MSU’s Valentina Rossi Wins Women’s Amateur Latin America
Teammate Valery Plata turning professional mid-season
By Tom Lang
The buzz around the golf program at Michigan State a few days before Thanksgiving was loud and strong.
Valentina Rossi, a junior, had just won the prestigious Women’s Amateur Latin America, with four rounds played at the Pillar Golf Club in Buenos Aries, Argentina.
Almost simultaneously, Valery Plata was successfully completing stage 2 of the LPGA Tour Q-School, and has since decided to turn professional after completing the fall schedule, and skip her college spring season, MSU coach Stacy Slobodnik-Stoll told me. A new LPGA rule requires players to be pros to advance to the third and final stage, the 8-round Q Series in Alabama in early December. Under the same circumstances, at the last minute before Stage 3 began, U-M’s Ashley Lau made the same decision to forgo the spring season and turn pro.
Last year, Plata had won the same Latin America tournament Rossi just did. It’s the second time they mirrored each other’s play. In 2020, Plata reached the semifinals of the U.S. Women’s Amateur, and Rossi did the same in 2021.
“I’m so happy for Valentina, her family and our program,” Slobodnik-Stoll said in a release about the Latin America. “This is such an incredible achievement for her and it’s a testament to the hard worker that Valen is. She never quit, she never thought she was out of it and continued to play her game and she was rewarded with a tremendous victory.

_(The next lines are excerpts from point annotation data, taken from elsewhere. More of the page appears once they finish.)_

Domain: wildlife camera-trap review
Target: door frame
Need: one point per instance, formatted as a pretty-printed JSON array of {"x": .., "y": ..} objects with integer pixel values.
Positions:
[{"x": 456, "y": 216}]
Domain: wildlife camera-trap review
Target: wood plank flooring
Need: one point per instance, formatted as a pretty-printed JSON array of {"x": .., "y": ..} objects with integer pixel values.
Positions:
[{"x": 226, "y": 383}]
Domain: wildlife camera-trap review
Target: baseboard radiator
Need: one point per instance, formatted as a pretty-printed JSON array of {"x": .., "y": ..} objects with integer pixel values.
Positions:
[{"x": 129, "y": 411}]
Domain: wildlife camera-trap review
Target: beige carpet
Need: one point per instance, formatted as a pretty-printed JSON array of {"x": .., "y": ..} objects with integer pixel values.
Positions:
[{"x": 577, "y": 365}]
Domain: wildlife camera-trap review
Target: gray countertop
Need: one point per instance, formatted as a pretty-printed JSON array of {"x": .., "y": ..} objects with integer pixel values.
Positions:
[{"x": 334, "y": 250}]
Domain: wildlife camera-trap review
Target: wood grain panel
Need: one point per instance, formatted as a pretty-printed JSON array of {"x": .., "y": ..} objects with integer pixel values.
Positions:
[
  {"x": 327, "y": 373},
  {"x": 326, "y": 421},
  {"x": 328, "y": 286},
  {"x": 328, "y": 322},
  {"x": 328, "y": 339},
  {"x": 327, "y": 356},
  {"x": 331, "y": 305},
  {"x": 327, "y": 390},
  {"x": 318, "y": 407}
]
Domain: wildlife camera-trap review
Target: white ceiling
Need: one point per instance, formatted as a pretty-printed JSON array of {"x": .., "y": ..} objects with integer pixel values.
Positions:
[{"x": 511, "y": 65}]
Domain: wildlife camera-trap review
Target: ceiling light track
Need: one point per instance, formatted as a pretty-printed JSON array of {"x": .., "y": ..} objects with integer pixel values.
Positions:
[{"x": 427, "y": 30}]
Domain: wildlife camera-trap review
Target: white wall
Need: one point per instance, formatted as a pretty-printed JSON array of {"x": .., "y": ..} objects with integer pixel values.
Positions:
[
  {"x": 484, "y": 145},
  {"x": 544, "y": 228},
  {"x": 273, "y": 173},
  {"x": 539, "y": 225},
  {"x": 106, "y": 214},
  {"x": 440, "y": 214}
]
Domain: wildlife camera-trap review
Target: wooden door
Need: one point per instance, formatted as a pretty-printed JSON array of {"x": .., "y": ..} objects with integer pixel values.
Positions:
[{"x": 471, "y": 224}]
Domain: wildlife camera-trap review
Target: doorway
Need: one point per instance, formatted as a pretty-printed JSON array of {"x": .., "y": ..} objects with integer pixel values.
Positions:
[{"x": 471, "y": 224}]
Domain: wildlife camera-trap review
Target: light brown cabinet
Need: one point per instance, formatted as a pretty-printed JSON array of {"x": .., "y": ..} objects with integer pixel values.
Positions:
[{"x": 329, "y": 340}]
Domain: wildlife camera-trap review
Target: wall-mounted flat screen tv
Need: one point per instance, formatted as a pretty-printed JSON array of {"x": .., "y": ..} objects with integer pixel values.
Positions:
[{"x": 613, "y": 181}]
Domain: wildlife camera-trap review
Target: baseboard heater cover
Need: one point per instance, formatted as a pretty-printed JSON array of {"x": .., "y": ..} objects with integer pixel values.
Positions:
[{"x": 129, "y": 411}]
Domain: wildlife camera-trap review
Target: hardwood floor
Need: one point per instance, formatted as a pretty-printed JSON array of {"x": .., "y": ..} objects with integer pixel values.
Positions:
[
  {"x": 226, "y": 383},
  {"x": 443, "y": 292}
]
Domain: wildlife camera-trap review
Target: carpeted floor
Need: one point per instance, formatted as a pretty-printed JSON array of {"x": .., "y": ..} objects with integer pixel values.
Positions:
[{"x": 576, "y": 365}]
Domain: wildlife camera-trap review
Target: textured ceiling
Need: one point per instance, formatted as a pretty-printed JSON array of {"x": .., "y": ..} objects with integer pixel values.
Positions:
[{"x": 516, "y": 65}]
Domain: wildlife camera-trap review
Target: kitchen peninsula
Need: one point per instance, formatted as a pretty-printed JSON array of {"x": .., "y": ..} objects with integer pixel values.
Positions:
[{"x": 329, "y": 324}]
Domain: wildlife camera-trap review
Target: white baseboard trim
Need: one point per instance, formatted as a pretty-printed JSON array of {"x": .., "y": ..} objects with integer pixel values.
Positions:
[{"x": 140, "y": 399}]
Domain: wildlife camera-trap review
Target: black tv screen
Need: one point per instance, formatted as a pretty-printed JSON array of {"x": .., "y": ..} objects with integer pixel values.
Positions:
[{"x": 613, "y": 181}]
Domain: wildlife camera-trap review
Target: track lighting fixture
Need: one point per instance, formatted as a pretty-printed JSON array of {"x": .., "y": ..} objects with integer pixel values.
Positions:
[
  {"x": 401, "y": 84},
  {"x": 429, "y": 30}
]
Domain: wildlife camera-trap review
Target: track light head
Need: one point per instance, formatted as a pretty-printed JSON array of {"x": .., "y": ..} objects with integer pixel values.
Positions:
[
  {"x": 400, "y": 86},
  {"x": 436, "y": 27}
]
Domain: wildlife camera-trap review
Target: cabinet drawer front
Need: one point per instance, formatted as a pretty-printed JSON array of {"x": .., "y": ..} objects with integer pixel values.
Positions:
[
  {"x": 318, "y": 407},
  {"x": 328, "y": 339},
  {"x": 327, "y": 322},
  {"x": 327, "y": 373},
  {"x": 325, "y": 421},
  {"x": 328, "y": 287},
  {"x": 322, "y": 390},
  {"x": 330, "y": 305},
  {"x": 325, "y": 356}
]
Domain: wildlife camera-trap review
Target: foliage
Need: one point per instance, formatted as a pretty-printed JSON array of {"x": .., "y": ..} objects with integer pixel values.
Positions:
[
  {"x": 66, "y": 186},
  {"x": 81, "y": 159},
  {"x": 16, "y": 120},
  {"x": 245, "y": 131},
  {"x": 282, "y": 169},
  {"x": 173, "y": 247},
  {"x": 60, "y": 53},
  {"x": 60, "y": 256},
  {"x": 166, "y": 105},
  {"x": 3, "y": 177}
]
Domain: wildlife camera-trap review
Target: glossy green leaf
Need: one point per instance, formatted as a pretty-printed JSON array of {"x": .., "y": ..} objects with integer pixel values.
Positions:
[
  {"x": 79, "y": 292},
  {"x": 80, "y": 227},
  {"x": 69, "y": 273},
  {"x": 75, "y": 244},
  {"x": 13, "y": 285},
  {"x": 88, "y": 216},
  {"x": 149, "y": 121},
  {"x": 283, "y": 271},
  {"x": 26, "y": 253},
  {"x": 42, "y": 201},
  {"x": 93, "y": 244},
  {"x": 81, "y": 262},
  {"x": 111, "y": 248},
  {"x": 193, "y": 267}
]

“It is a great accomplishment for our program to have back-to-back winners of one of the most prestigious amateur events in the world. Valery (Plata) and Valentina (Rossi) have been wonderful representatives of our program over the last few years and it’s just incredible to see them have such great success while representing their home country at the same time.”
Rossi came from behind by four strokes in the final round in Argentina. Via a Michigan media Zoom from Brazil, she said she played it like match play with the then leader in her group. Rossi made three birdies on the front nine to be one stroke back at the turn. But she went up two strokes with four holes to play.

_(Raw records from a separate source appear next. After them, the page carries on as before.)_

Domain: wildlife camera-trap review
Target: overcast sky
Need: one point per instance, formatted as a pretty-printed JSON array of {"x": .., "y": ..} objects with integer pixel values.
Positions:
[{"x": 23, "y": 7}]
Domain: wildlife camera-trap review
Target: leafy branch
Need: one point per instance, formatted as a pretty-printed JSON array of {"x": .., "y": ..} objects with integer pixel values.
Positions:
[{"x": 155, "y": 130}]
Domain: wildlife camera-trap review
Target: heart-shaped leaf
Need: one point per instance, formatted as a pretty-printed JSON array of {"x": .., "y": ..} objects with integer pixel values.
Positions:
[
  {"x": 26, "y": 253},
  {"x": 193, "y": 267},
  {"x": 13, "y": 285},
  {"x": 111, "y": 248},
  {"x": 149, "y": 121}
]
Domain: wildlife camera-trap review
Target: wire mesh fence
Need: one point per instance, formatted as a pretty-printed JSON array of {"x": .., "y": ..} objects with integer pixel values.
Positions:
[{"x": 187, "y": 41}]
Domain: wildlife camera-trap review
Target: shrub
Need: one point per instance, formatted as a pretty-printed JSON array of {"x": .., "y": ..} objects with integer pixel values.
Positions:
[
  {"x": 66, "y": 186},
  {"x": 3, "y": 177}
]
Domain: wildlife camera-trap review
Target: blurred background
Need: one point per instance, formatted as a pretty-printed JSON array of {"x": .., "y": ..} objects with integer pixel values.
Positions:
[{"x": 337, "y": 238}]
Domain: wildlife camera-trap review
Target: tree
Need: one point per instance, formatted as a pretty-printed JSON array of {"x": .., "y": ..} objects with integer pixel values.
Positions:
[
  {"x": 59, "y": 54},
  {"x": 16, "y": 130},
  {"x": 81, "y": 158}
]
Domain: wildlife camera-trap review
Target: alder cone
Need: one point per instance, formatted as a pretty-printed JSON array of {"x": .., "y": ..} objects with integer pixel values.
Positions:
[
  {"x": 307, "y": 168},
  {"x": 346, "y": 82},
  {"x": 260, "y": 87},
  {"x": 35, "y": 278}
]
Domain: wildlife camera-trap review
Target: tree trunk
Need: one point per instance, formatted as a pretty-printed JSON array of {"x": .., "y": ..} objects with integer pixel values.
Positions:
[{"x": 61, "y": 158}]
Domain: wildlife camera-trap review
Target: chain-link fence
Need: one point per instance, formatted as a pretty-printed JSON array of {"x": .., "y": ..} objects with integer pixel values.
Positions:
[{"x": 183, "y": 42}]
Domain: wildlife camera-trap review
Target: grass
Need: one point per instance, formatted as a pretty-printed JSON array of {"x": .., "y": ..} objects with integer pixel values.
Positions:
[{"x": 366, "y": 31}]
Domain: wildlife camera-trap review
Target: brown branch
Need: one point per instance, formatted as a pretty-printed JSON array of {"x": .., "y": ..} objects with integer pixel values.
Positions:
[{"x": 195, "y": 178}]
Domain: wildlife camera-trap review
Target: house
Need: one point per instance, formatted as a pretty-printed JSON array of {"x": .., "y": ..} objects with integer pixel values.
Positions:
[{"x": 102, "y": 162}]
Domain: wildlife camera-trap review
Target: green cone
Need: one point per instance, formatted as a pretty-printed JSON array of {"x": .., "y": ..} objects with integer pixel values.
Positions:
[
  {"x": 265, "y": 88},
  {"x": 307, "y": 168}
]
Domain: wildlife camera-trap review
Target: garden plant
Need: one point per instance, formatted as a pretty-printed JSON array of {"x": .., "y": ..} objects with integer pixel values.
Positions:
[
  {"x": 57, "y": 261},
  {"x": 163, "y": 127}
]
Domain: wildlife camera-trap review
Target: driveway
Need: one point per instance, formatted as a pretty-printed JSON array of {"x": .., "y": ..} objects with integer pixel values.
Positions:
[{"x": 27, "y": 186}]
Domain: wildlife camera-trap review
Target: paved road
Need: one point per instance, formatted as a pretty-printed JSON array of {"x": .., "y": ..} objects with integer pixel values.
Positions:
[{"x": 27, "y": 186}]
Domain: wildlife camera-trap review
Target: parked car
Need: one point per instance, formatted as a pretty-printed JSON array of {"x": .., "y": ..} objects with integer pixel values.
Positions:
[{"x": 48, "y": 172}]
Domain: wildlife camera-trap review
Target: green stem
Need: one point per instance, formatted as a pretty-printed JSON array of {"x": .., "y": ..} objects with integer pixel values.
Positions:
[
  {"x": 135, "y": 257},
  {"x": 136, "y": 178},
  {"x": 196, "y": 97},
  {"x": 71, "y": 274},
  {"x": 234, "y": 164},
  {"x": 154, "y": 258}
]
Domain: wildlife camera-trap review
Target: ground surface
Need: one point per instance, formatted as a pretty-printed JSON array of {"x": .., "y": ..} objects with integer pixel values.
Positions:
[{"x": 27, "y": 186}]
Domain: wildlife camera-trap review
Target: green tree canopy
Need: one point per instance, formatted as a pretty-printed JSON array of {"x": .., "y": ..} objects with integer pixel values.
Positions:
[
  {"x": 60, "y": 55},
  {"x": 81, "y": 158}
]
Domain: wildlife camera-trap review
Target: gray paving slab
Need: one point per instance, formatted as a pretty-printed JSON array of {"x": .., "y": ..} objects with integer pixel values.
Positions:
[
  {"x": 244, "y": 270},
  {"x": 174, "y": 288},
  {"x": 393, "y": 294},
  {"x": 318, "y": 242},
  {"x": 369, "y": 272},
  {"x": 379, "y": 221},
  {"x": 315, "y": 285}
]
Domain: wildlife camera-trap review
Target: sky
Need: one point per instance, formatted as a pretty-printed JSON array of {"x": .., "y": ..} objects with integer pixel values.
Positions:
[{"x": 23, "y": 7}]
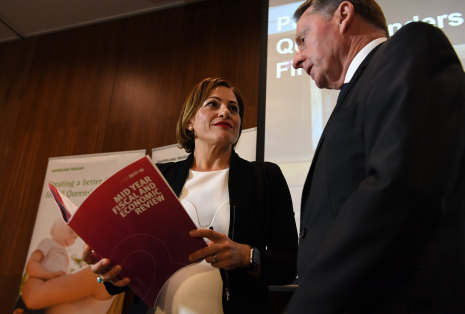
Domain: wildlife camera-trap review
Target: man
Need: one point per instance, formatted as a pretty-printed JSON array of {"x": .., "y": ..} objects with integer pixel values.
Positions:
[{"x": 383, "y": 206}]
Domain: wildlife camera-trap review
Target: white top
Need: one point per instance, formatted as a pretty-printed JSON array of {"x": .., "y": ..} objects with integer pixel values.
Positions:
[
  {"x": 361, "y": 55},
  {"x": 197, "y": 288},
  {"x": 82, "y": 306}
]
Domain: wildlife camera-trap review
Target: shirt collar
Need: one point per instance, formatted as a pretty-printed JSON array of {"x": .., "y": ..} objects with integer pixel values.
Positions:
[{"x": 361, "y": 55}]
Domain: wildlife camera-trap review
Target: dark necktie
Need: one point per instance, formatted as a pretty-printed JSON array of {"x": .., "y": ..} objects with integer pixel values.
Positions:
[{"x": 342, "y": 90}]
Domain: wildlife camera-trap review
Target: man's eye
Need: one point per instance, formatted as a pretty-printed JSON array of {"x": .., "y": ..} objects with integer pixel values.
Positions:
[{"x": 234, "y": 108}]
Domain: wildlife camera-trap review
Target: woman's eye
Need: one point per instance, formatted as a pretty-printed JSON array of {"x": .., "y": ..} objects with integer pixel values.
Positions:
[{"x": 212, "y": 104}]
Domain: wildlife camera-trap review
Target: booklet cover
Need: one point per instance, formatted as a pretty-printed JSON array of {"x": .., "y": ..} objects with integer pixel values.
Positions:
[{"x": 135, "y": 219}]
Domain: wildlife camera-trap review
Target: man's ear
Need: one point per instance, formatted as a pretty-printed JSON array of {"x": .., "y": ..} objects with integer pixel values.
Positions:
[{"x": 345, "y": 14}]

“That’s when I felt like I can win this tournament,” she said. “Winning the Women’s Latin American after (Valery, her college roommate) is incredible. I’m pretty happy and I think it’s pretty cool for Michigan State.
“Those were both pretty important tournaments for us (Plata at Q-School) so we were talking about it, wishing good luck to each other. We were talking about how for Michigan State this is incredible, with so many changes in just a week.”

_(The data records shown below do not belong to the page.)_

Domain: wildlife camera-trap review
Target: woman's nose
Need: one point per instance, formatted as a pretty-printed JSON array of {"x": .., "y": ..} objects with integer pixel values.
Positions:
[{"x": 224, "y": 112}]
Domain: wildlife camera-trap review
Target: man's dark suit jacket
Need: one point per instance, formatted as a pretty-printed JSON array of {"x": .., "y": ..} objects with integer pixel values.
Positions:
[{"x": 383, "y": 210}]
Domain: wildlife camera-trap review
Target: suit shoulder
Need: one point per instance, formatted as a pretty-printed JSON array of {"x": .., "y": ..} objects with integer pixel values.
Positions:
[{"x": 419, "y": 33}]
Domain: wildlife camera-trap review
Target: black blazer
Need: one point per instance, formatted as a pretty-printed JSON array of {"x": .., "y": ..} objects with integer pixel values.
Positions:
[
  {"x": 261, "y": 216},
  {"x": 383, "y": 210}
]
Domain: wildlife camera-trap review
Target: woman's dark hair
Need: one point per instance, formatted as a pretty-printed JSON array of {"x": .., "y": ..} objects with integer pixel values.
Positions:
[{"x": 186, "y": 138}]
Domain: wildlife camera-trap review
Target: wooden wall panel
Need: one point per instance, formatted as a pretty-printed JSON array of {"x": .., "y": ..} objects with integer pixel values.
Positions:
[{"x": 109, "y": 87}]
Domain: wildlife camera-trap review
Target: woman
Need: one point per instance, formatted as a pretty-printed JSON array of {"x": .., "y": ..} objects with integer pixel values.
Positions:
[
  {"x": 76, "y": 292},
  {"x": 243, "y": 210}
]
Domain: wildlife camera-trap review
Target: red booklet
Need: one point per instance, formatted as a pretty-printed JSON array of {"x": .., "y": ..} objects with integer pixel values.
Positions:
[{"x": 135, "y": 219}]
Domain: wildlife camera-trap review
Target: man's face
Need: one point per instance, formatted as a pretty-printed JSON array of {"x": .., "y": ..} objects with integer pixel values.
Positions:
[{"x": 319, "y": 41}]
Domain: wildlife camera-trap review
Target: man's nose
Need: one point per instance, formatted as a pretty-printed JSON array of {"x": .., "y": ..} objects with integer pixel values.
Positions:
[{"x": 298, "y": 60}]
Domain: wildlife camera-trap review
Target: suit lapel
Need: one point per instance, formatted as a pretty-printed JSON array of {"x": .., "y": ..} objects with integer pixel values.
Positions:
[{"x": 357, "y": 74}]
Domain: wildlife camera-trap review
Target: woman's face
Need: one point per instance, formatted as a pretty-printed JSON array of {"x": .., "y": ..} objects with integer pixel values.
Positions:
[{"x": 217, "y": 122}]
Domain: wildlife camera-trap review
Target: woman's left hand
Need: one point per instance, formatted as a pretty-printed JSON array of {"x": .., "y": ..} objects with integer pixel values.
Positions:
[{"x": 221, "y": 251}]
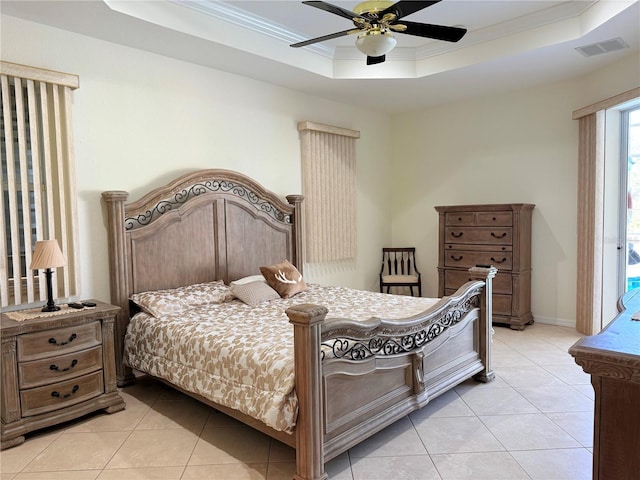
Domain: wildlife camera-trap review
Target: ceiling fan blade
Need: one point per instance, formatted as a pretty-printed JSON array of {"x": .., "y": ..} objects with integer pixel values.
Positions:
[
  {"x": 406, "y": 7},
  {"x": 374, "y": 60},
  {"x": 327, "y": 7},
  {"x": 325, "y": 37},
  {"x": 439, "y": 32}
]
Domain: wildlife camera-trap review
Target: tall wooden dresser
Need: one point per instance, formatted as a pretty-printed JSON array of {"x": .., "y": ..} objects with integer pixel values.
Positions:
[{"x": 498, "y": 235}]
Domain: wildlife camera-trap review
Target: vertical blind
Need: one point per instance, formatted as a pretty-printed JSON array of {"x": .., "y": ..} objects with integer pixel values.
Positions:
[
  {"x": 38, "y": 200},
  {"x": 329, "y": 188}
]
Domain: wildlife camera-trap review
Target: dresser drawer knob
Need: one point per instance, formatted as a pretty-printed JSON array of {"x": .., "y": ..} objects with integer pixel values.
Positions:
[
  {"x": 66, "y": 395},
  {"x": 58, "y": 369},
  {"x": 71, "y": 339}
]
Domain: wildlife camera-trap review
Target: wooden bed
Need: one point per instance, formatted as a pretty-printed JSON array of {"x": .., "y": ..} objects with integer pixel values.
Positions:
[{"x": 219, "y": 224}]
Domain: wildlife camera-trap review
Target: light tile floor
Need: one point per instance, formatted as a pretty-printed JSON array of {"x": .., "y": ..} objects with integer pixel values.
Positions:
[{"x": 533, "y": 422}]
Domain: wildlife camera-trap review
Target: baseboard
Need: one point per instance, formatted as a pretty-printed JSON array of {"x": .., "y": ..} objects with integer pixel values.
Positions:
[{"x": 560, "y": 322}]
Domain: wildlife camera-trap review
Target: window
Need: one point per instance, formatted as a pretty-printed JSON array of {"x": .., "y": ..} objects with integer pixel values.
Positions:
[{"x": 37, "y": 178}]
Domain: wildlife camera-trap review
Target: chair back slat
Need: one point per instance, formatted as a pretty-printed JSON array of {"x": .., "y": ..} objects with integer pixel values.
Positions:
[{"x": 400, "y": 261}]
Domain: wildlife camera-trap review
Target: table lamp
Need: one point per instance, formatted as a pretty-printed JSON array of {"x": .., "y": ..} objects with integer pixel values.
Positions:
[{"x": 47, "y": 255}]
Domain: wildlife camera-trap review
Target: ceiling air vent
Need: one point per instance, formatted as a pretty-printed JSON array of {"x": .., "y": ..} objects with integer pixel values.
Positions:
[{"x": 602, "y": 47}]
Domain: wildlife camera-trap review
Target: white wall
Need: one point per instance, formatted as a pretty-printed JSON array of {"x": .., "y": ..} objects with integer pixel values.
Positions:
[
  {"x": 517, "y": 147},
  {"x": 141, "y": 119}
]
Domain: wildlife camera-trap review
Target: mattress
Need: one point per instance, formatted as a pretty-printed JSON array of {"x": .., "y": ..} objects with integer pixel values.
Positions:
[{"x": 241, "y": 356}]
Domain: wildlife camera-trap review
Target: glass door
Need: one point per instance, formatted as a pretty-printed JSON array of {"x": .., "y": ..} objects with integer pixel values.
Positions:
[{"x": 630, "y": 149}]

Rossi’s Latin America win automatically qualifies/exempts her for three LPGA majors in 2023: the AIG Women’s Open, the Amundi Evian Championship and the The Chevron Championship – as well as the Women’s Amateur Championship and the Hilton Grand Vacations ANNIKA Invitational. It did not come with an automatic bid to the Augusta National Women’s Amateur, but she still could make it there – which would be two years in a row for MSU.
“With this win I’ll go up in the (World Amateur) rankings, but I don’t know if it will be enough to qualify (for Augusta).”